A recent case highlighted the fact that the safeguards contained within Civil Procedure Rule 24 (CPR 24) can be dispensed with if procedural defects are remedied or are capable of being remedied.

The High Court judgement in the case of Williams & Anor v Simm & Ors [2021] EWHC 121 (Ch)

 is of significance given that the defendants were litigants in person. Procedural safeguards are designed to protect self-represented litigants from exploitation - and this case raises concerns around whether they are, in fact, fulfilling their purpose.

Summary Judgments

Both parties can apply for a summary judgment under CPR 24. CPR 24.2 states that the court may give summary judgment against a claimant or defendant on the whole of a claim or on a particular issue if it considers that:

(i) that claimant has no real prospect of succeeding on the claim or issue; or

(ii) that defendant has no real prospect of successfully defending the claim or issue; and

(b) there is no other compelling reason why the case or issue should be disposed of at a trial.

Where summary judgement is granted, the proceedings are brought to a prompt end without the need for a full trial. The court must, therefore, be satisfied that there is no other compelling reason why the case should be disposed of at trial before granting such an order.

Background to the case

On 24 December 2020, the claimants filed an application seeking an order pursuant to CPR 3.4(2)(a).

CPR 3.4(2)(a) states that the court may strike out a statement of case if it appears to the court that the statement of case discloses no reasonable grounds for bringing or defending the claim.
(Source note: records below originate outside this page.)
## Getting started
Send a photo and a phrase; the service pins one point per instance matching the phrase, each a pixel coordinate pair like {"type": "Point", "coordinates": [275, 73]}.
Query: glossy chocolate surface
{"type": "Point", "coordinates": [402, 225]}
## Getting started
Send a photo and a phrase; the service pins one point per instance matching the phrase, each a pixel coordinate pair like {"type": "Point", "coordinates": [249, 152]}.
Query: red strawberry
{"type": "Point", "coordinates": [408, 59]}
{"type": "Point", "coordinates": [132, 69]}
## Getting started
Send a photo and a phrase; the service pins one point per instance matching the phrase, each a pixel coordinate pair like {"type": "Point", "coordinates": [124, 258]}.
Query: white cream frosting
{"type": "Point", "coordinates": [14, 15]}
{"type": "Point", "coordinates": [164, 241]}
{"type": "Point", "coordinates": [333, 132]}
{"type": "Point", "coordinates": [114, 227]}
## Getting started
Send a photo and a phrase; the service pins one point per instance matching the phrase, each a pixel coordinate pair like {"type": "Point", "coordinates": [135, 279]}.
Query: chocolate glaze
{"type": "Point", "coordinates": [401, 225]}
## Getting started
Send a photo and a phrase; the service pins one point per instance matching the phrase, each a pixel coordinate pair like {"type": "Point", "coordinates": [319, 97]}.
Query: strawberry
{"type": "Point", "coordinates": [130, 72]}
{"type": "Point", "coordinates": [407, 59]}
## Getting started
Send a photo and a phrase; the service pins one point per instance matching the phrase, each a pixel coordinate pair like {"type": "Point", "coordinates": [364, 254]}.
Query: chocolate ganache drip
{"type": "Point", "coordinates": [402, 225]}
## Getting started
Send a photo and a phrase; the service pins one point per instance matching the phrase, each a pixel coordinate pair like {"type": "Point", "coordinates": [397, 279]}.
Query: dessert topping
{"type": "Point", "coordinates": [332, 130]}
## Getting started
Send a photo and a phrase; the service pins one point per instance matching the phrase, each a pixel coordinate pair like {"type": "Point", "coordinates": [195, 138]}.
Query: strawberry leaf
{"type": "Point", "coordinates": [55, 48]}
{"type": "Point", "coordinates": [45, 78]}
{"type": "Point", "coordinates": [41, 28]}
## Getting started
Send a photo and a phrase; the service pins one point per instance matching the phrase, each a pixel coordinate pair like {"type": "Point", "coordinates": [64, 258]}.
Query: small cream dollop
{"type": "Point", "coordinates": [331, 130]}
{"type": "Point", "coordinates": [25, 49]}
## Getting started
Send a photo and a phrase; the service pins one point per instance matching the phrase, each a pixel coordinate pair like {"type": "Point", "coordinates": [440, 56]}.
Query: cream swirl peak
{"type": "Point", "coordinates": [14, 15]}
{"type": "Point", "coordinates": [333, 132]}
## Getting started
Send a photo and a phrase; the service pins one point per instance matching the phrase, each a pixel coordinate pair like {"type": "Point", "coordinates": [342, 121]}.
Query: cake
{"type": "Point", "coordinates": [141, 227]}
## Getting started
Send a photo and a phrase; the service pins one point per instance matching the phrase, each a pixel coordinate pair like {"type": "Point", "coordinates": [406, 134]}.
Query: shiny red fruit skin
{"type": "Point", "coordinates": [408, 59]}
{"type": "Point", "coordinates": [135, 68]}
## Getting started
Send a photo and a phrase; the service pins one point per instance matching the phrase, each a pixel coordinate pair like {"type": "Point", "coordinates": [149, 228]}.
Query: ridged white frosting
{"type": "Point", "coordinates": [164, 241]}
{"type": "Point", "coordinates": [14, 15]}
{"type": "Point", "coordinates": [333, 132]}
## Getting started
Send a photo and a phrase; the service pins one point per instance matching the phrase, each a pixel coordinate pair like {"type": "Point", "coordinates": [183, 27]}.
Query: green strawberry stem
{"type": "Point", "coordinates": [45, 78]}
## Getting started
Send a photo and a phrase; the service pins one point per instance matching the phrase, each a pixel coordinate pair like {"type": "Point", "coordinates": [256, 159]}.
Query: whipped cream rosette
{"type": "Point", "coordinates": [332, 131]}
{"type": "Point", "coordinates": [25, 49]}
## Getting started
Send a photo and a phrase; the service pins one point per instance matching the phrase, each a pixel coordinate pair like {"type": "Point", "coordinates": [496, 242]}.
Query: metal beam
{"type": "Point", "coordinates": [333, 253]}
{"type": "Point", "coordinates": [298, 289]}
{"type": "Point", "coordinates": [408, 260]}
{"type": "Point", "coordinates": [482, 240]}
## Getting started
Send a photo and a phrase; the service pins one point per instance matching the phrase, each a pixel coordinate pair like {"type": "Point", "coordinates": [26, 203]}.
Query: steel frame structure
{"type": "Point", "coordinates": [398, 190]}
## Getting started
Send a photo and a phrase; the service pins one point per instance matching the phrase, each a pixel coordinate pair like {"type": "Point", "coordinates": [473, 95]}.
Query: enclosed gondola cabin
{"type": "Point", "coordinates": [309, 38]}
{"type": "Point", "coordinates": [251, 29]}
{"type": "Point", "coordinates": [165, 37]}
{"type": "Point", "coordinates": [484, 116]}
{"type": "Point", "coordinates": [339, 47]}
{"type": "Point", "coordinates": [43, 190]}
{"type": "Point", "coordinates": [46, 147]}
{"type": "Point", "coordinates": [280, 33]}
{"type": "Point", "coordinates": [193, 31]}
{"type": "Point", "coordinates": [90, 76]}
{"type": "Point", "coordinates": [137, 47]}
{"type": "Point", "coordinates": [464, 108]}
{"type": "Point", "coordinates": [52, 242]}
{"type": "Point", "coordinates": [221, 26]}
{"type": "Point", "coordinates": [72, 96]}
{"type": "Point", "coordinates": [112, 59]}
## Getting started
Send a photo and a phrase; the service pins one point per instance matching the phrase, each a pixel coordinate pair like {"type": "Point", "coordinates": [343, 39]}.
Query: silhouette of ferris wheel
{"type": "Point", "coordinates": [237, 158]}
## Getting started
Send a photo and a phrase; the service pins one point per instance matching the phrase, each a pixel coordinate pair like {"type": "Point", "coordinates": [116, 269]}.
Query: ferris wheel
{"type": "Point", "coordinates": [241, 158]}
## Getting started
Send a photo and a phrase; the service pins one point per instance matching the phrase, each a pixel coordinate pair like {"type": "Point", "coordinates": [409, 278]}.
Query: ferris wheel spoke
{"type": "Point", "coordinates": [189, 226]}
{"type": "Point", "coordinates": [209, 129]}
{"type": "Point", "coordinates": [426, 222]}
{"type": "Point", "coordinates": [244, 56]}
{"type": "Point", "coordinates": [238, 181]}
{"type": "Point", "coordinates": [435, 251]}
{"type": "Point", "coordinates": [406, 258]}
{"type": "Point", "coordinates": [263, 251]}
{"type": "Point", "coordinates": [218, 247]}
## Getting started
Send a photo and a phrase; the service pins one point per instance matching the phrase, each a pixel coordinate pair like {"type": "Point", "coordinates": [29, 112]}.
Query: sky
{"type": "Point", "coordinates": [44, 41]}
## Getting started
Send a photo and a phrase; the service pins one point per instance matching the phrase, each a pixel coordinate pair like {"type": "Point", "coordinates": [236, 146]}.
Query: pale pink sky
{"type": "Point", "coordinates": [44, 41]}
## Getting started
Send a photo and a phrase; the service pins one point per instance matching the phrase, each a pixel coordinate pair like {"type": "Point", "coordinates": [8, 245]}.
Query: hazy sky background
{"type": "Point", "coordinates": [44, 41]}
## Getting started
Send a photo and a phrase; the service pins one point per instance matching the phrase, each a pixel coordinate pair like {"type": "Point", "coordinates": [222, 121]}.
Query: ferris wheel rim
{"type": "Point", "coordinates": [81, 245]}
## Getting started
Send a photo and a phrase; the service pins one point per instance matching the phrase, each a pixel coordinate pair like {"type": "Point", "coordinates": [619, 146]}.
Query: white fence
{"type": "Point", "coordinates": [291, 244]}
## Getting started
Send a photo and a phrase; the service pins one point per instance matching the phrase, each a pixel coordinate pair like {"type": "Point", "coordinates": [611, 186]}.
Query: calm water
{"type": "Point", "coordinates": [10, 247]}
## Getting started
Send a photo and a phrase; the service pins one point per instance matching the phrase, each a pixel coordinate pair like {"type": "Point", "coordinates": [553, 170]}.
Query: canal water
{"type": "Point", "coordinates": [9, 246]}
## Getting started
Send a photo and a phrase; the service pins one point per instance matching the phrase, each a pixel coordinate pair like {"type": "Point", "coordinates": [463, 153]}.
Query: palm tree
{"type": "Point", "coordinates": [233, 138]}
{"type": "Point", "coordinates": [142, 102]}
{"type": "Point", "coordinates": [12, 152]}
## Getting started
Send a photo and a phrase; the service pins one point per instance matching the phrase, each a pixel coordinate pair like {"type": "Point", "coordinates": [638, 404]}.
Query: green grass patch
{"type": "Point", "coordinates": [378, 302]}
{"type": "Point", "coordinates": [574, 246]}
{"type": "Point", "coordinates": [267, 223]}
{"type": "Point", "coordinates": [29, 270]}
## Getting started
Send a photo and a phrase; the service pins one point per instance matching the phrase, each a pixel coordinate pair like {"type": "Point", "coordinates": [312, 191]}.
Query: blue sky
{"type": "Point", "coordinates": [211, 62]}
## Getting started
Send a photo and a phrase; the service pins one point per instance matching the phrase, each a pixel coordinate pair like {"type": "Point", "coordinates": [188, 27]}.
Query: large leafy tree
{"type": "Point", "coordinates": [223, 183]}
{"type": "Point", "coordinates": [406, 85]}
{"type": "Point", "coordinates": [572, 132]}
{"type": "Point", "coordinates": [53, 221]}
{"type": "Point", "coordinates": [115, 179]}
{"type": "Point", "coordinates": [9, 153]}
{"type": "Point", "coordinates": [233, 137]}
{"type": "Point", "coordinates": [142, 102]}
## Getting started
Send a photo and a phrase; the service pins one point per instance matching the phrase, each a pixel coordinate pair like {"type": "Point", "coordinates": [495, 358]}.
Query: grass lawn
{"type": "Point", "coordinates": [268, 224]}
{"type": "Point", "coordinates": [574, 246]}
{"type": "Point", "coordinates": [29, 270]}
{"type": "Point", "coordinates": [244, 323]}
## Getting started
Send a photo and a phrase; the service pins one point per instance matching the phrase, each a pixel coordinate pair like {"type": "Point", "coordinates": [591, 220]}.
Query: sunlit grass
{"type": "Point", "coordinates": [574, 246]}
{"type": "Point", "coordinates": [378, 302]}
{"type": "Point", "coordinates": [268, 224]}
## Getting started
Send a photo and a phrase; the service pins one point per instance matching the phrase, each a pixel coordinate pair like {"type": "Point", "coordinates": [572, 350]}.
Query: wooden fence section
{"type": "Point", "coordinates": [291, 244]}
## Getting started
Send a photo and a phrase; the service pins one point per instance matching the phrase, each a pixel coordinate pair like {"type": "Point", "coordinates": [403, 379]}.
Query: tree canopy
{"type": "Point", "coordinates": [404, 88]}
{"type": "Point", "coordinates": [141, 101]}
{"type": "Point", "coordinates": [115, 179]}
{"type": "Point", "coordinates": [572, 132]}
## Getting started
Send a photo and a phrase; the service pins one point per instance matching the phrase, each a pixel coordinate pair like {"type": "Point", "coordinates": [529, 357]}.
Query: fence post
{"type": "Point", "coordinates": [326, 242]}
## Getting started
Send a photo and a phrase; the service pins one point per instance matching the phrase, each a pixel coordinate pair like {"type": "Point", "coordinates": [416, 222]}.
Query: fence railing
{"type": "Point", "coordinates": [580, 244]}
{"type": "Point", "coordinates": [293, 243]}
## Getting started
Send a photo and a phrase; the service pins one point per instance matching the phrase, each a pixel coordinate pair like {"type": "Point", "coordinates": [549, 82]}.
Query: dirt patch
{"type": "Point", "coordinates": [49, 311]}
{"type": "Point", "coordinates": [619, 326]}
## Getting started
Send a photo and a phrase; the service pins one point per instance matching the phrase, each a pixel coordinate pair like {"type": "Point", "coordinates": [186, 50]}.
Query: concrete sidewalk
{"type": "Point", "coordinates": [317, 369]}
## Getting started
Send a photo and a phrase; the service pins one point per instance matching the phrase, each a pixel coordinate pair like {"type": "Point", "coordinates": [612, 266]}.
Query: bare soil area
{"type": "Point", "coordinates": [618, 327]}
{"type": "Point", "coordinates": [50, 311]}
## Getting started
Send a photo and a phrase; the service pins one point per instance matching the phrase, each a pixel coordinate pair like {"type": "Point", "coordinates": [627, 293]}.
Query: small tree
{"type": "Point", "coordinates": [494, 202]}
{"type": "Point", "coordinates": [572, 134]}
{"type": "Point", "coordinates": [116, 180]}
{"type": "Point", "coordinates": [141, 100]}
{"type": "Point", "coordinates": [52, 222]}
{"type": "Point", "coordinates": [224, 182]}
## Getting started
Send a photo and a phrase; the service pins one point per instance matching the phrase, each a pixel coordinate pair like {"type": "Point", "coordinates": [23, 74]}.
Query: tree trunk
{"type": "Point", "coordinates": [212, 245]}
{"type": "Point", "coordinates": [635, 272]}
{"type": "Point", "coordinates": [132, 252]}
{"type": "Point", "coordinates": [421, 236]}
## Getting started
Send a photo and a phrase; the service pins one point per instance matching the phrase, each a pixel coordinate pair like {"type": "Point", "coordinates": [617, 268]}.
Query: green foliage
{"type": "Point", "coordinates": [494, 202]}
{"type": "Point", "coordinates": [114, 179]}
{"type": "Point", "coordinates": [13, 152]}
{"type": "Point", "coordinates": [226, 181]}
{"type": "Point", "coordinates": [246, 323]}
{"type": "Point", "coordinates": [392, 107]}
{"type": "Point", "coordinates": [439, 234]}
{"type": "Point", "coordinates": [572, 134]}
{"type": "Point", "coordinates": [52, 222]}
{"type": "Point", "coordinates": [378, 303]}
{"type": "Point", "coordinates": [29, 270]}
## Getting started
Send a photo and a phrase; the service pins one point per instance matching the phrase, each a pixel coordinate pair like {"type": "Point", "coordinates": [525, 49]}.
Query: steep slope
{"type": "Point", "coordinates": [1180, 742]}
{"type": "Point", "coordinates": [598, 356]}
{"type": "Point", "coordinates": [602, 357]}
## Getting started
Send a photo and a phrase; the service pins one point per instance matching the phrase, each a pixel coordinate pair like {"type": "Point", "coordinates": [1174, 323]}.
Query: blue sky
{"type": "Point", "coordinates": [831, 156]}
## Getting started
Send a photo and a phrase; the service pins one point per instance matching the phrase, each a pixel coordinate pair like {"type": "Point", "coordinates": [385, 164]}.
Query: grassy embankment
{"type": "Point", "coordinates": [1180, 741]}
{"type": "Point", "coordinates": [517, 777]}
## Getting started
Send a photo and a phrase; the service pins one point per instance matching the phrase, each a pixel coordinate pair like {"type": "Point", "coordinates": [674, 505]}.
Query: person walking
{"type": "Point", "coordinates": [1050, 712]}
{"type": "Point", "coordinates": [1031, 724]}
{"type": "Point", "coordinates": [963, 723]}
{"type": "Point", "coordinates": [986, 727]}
In response, the defendants filed on 11 January 2021 an application seeking an order that the claimants’ summary judgement application be struck out pursuant to CPR 3.4(2) and/or summary judgement be granted in the defendants’ favour, pursuant to CPR 24.2.

The defendants took a number of procedural objections in respect of the claimant’s summary judgement application, which were all found by HHJ Cawson QC to be correct.

The procedural objections were as follows:

  • The claimants’ skeleton argument had been served late and the electronic bundle for the hearing had been provided to the defendants late the previous evening, providing little or no time to prepare for the hearing as self-represented litigants;
  • The application failed to comply with CPR 24 PD para 2(3)(a) & (b), in that the claimants in neither the summary judgement application nor the evidence in support:
  • sufficiently identify the points of law that they relied upon, and
  • failed to give the defendants sufficient notice of the issues to be determined (i.e. the claimants’ argument that the defendants had no real prospect of successfully defending the claim or that they knew of no other reason why the disposal of the claim should await trail), and
  • failed to comply with 24 PD para 2(5) in that the summary judgement application had not drawn the defendants’ attention to the requirement to file evidence seven days before the hearing.

HHJ Cawson QC noted that whilst there had been a breach of all the above no prejudice had been demonstrated, and the hearing was able to proceed without the defendants encountering any difficulty in being able to present their case.

While it should be incumbent on the judiciary to do what it can to help litigants in person navigate the civil justice system as effectively as they can, this case demonstrates both the failings in the system and the importance of securing independent legal advice to best protect your interests.